A grateful heart

Every so often, I tell people I am a special educator and get the response “it takes a special person to do that.” Other times, I tell people I am a teacher and get the response “oh you’re stronger than me.” Sometimes these responses bring good feelings and other times, I wonder, what else is posed on teachers when others find out their profession.

There’s a simple truth, though, to my teaching and answering my calling and that is with a grateful heart. A grateful heart to teach, to watch students be successful, to see students struggle and succeed, and to keep coming back. My profession as a Social Emotional Teacher has stretched me thin this semester. I never realized how much students dealt with until I started working with students with trauma filled lives and struggles. For my first six weeks of this year, I responded to calls for assistance and, in turn, found out that trauma has so many facets. Primarily, trauma does not discriminate nor is it just in special education. It is real and lives and breathes within so many students. It’s present every day and students react in many different ways.

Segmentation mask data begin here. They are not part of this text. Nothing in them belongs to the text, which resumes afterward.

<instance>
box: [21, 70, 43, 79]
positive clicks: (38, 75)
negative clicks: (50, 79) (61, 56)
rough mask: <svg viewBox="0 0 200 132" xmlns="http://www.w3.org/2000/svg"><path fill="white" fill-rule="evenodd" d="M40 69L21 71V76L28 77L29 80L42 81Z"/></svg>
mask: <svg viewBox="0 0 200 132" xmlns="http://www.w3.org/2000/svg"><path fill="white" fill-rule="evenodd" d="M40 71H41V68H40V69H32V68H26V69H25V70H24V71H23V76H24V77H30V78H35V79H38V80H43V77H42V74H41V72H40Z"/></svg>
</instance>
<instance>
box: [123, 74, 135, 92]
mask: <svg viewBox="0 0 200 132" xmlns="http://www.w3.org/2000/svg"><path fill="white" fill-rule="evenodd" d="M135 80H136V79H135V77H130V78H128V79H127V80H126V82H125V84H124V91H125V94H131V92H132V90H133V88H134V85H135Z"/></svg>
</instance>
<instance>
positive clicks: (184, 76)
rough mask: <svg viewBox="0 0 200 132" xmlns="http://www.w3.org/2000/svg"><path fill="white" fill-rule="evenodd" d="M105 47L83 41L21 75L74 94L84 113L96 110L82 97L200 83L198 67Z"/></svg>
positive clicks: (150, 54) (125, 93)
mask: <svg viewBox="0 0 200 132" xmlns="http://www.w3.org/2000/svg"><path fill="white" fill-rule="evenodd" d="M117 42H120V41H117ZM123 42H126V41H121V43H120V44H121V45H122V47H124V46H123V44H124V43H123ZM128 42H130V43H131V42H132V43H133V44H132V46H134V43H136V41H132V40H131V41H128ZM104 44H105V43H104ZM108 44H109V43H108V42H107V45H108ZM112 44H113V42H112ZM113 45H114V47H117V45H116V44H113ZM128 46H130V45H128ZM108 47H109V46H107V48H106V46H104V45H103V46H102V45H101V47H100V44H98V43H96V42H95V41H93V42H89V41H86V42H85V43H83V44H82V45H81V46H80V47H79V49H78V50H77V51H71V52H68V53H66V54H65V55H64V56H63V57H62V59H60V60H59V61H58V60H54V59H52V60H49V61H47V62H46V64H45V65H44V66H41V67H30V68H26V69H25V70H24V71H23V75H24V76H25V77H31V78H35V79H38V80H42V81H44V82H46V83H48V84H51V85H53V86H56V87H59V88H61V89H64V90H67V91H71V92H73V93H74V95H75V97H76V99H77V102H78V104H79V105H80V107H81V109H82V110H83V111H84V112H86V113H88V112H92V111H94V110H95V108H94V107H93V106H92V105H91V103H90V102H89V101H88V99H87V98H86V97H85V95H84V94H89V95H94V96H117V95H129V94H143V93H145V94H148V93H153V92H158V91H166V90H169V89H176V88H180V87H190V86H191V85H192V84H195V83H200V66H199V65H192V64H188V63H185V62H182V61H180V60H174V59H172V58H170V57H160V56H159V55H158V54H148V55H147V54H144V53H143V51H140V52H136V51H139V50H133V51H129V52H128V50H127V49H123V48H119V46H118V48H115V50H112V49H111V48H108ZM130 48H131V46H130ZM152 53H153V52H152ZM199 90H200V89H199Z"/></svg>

Trauma does not discriminate. It happens everywhere—across all races, religions, socioeconomic levels, and family systems.

This school year has defined my grateful heart even more than years past. I have the opportunity to show up to a population of students that needs a constant. A population of students that uses my experience and knowledge for power and support. This is not me tooting my own horn; it’s owning what I can give every single day. Whether it’s responding to screams or elopement or being under a table with a student, my grateful heart of supporting students grows.

While I spend most of my days in a self contained unit working with extreme emotional and behavioral needs, I still consider it a gift to help others who need support as I am able. Being able to empower teachers and students daily is a calling that has solidified over the past two years. It’s not just the students that need support; it’s the teachers and staff working with students daily who need support too.

There are so many needs in the classroom setting and while, I can only do so much, I lead with a grateful and willing heart to support others. Whether it’s a teacher at their wits end or needing some new ideas or a student in crisis, my hope is to respond with a grateful and willing heart every single time.